8. Introduction to Probability by Hwang & Blitzstein, chapter 6 onwards. I'd suggest studying up to at least conditional expectations, since those will come up a lot in basic statistical methods.
9. Further linear algebra, needed for subsequent techniques like regression or Principal Component Analysis. E.g., chapters 4 through 6.6 of Savov's No Bullshit Guide to Linear Algebra. I'd also recommend starting on the great Strang lectures here, up to projections and least squares; but be aware that the best edition of the associated book might not be the latest (6th) one (the online course materials refer to the 4th and 5th, most consistently the 4th which is what the assignment numbers refer to, although the assignments are repeated in the solution PDFs anyway).
10. Regression by Bingham & Fry, fully covers linear regression including the contents of the usual mathematical black box where Psychology statistics teaching ends.
11. Finish the Strang lectures.

Further statistics and machine learning
- Programming for Computations - Python: A Gentle Introduction to Numerical Simulations with Python 3.6. Very nice introduction to computational methods using Python, including numerical methods for integration and differential equations.
- Principal Component Analysis (PCA): e.g., chapter 15 in Shalizi's Advanced Data Analysis from an Elementary Point of View. PCA is used a lot inside other methods and serves as an examplar of dimension reduction in general.
- The Elements of Statistical Learning by Hastie, Tibshirani and Friedman. This isn't particularly accessibly written (although that's all relative! but let's say it won't handhold and will assume foreknowledge or willingness to look up further information) but it's the Bible of machine learning - I recognized a lot of the book in other texts on machine learning after reading it. I just read this through for the concepts and used relevant parts for reference when working in detail on something.
- Sutton & Barto's Reinforcement Learning. The Bible of reinforcement learning, working up to, e.g., actor-critic models.
Continued maths
- Probability and Measure by Billingsley. One I just skim-read versus doing exercises, but even that's worth it to see what the fuss is about and to not be intimidated by talk about "sigma algebras".

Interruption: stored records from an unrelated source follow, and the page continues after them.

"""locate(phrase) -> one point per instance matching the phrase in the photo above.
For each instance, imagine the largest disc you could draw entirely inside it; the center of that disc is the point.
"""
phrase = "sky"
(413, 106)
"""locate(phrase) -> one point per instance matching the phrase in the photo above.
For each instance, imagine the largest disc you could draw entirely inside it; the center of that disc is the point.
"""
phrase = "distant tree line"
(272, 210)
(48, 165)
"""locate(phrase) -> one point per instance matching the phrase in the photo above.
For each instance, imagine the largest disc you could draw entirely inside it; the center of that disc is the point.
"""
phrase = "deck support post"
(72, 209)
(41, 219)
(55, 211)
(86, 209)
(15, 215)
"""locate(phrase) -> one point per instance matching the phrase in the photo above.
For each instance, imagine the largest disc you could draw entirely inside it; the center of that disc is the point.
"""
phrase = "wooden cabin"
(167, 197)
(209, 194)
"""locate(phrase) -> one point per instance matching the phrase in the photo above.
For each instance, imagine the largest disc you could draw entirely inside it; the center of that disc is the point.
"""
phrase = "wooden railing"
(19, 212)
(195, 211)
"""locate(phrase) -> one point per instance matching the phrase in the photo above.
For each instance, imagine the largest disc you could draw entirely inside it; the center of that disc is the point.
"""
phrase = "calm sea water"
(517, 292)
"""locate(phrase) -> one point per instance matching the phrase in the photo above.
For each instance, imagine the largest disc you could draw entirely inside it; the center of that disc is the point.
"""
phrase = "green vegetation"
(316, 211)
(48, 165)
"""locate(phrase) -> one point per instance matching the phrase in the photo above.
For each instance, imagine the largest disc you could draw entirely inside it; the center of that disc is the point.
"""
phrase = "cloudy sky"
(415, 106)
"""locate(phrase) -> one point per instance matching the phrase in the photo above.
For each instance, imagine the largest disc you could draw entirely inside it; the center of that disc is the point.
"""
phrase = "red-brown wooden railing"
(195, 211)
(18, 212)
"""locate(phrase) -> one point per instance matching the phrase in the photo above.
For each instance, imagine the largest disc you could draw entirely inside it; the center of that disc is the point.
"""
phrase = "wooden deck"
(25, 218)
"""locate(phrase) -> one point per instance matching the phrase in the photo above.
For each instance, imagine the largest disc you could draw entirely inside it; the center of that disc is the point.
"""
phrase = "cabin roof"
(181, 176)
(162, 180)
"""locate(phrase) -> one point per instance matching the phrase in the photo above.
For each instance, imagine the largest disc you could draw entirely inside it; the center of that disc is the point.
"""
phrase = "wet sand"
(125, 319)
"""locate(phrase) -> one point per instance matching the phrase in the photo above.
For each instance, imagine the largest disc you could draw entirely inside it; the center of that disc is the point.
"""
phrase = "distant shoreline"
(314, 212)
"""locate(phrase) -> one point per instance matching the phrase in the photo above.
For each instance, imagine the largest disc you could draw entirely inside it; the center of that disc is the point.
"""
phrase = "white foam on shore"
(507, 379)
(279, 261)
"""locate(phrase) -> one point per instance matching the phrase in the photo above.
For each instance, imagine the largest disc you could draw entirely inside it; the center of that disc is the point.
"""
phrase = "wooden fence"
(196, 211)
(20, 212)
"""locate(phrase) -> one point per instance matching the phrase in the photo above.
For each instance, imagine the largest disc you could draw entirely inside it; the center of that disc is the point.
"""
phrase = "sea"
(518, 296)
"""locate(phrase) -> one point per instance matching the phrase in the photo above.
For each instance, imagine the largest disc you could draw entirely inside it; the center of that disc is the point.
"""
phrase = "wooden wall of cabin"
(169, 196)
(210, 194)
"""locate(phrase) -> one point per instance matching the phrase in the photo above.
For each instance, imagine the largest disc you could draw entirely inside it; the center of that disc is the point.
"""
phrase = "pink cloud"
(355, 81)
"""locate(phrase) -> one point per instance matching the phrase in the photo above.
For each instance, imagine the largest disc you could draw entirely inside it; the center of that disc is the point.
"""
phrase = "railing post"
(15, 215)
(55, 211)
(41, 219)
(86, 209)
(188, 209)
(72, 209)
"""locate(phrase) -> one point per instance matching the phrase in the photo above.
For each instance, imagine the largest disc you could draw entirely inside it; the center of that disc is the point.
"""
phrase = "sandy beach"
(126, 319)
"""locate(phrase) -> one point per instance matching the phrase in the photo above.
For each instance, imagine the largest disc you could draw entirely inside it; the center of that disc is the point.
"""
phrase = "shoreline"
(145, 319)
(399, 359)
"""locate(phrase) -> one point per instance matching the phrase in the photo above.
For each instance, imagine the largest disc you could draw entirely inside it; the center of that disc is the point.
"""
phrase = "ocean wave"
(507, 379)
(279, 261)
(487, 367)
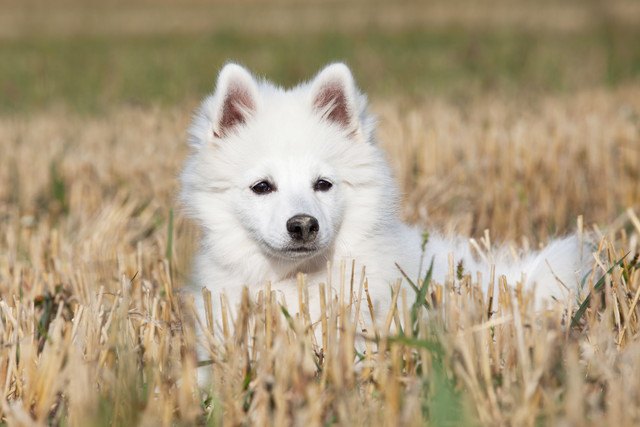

- Mendelson's Introduction to Topology. Maybe beyond what's strictly needed for basic data analysis purposes so more for general interest and a foundation for getting into more advanced maths, but I thought this was an amazingly well-written book, especially the didactic thought that clearly went into exercises (the very last chapter maybe a little spottier). It covers ideas about the "skin" connecting elements of sets to turn them into spaces with a concept of nearness; lots of vaguely familiar concepts get fully explained. (For awareness, based on reviews I read the specific terminology is dated.)
- An introduction to the very basics of number theory: Jones and Jones' Elementary Number Theory, chapters 1 through 3. This is included here mainly for completeness and since it could pop up in exercises in other books as expected knowledge.
- Spivak's Calculus. This is one you might want to read at some point but only when you're ready for it (I found it had a kind of didactic landmines in it) - basically when you've already done "normal" calculus courses but now want everything to be really solidly mathematically grounded, and won't get sabotaged by questionable sections.
- Edward's Advanced Calculus: A Differential Forms Approach. At the time of writing I've just started this, but it's yet another pre-21st century gem so far in actually properly explaining stuff (especially demystifying the symbols around differentials forms and integrals, so the maths you apparently need for flows and forcefields in arbitrary shapes), so I wanted to mention it.